Escolhido para abrir a Flip deste ano, o crítico Roberto Schwarz fala à Folha sobre o "quebra-cabeça" de "Dom Casmurro", analisa a recepção à obra de Machado de Assis no Brasil e no exterior e compara "Cidade de Deus" a "Tropa de Elite'

Eduardo Knapp/Folha Imagem
O crítico Roberto Schwarz, que fará na quarta a conferência de abertura da 6ª Festa Literária Internacional de Parati e está relançando "O Pai de Família'


MARCOS STRECKER
DA REPORTAGEM LOCAL

Em uma Festa Literária Internacional de Parati (Flip) "mais intelectualizada", como definem os próprios organizadores desta sexta edição do evento (de 2/7 a 6/7), um símbolo da academia vai abrir a festa. O crítico literário Roberto Schwarz, um dos mais influentes pensadores da cultura brasileira, será o orador de abertura, na próxima quarta, às 19h. A sua conferência vai abordar Machado de Assis, autor homenageado de 2008.
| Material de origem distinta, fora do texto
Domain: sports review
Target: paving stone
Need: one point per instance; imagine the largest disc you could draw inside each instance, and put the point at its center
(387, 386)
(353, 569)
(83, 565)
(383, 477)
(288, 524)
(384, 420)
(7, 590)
Sobre sua palestra, Schwarz adianta pouco. "Não vai ser igual ao que já escrevi, mas não vai ser muito diferente, e não vai ser um ensaio para publicação. Digamos que é um desenvolvimento", diz o autor de "Ao Vencedor as Batatas" (77) e "Um Mestre na Periferia do Capitalismo" (90), que mudaram os rumos dos estudos machadianos.
Na entrevista a seguir, Schwarz aborda Machado, cultura e política. Disserta sobre os rumos da crítica machadiana no Brasil e no exterior e afirma que é "uma curiosidade um pouco boba e malsã" saber se Capitu traiu ou não Bentinho.
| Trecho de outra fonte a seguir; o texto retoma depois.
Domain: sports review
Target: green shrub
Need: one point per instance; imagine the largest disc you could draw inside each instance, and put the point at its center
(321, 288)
O crítico comenta o relançamento após 30 anos de "O Pai de Família" (Companhia das Letras), coletânea de ensaios que viraram um marco nos anos de chumbo no regime militar ("o tema da modernização conservadora está presente em todos. Uma parte das matérias se tornou histórica, outra parte continua atual"). Sobre o cenário cultural, Roberto Schwarz diz que "nem a urbanidade de Fernando Henrique nem a determinação com que Lula levou adiante o Bolsa Família convenceram a imaginação dos artistas".
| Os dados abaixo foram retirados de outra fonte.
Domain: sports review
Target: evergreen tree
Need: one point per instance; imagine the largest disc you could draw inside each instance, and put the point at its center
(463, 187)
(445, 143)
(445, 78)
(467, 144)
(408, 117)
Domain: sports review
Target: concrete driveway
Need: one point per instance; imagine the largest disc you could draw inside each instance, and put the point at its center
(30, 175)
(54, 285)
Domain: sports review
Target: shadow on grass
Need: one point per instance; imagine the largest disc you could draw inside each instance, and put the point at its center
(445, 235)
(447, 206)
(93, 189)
O crítico enxerga pontos de contato entre "Cidade de Deus" ("especialmente o livro") e "Tropa de Elite", de José Padilha. Sobre o filme de Padilha, diz que, "estimulado pela farda e pela empatia com os atores, o espectador pode se identificar à violência desvairada e aprovar inclusive a tortura. Ao que parece é o que aconteceu com boa parte do público". Para o crítico, em "Tropa de Elite", "os fanáticos da justiça vão mais longe que os piores malfeitores.
São exemplos da desigualdade degradada".  

FOLHA - O sr. pode adiantar resumidamente qual será a tese de sua conferência sobre Machado de Assis na Flip?
ROBERTO SCHWARZ
- Vou falar de "Dom Casmurro". Como todo mundo sabe, esse romance é um quebra-cabeça refinadíssimo, inventado para não ter solução num certo plano, o que noutro plano é uma solução muito instrutiva. Capitu teria traído Bentinho, conforme ele mesmo sugere? A traição não será fantasia dele, que é um marido suspeitoso, desequilibrado pelo ciúme? Em quem acreditar? De quem duvidar? O adultério serve de isca. Atrás da curiosidade um pouco boba e malsã de saber se fulana foi ou não foi com beltrano, vão surgindo as questões da sociedade brasileira, que dão originalidade e altura artística ao conflito central.